Associated with Advent as a time of penitence was a period of fasting, known also as St Martin's Lent or the Nativity Fast. According to Saint Gregory of Tours the celebration of Advent began in the fifth century when the Bishop Perpetuus directed that starting with the St. Martin's Day on 11 November until Christmas, one fasts three times per week; this is why Advent was sometimes also named "Lent of St. Martin". This practice remained limited to the diocese of Tours until the sixth century.

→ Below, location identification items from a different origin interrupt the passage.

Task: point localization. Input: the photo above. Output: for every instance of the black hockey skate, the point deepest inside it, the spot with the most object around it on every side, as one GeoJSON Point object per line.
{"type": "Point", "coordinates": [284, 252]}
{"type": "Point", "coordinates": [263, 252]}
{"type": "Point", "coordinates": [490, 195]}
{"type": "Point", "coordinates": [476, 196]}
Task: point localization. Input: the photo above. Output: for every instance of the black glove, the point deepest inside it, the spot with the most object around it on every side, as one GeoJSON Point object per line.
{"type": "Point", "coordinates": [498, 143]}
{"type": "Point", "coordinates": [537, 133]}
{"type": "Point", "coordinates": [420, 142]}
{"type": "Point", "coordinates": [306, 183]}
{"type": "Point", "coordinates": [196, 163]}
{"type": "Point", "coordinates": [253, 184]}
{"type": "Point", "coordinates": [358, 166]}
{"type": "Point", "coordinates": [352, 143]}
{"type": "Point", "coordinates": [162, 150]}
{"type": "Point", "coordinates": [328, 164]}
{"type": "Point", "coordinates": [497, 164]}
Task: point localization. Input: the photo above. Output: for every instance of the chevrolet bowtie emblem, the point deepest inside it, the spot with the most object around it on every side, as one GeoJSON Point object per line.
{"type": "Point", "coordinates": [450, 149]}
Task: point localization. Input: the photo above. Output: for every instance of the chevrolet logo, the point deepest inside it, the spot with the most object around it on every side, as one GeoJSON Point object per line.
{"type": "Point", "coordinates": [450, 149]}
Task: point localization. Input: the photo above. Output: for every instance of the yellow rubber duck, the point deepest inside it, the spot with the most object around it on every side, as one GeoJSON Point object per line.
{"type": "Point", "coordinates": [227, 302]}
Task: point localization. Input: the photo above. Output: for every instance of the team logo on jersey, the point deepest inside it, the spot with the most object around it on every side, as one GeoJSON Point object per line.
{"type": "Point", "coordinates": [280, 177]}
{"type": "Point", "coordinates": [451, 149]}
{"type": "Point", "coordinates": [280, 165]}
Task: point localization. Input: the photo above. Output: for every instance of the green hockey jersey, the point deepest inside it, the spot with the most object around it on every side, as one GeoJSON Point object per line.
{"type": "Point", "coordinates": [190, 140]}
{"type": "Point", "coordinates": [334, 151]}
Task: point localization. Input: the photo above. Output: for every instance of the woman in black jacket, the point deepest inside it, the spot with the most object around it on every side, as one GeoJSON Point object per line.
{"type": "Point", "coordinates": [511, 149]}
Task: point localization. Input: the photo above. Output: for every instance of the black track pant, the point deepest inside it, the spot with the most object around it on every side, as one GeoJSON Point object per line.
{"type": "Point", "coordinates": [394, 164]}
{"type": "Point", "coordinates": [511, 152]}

The Council of Macon held in 581 adopted the practice in Tours. Soon all France observed three days of fasting a week from the feast of Saint Martin until Christmas. The most devout worshipers in some countries exceeded the requirements adopted by the council, and fasted every day of Advent.

The first clear references in the Western Church to Advent occur in the Gelasian Sacramentary, which provides Advent Collects, Epistles, and Gospels for the five Sundays preceding Christmas and for the corresponding Wednesdays and Fridays. The homilies of Gregory the Great in the late sixth century showed four weeks to the liturgical season of Advent, but without the observance of a fast. Under Charlemagne in the ninth century, writings claim that the fast was still widely observed.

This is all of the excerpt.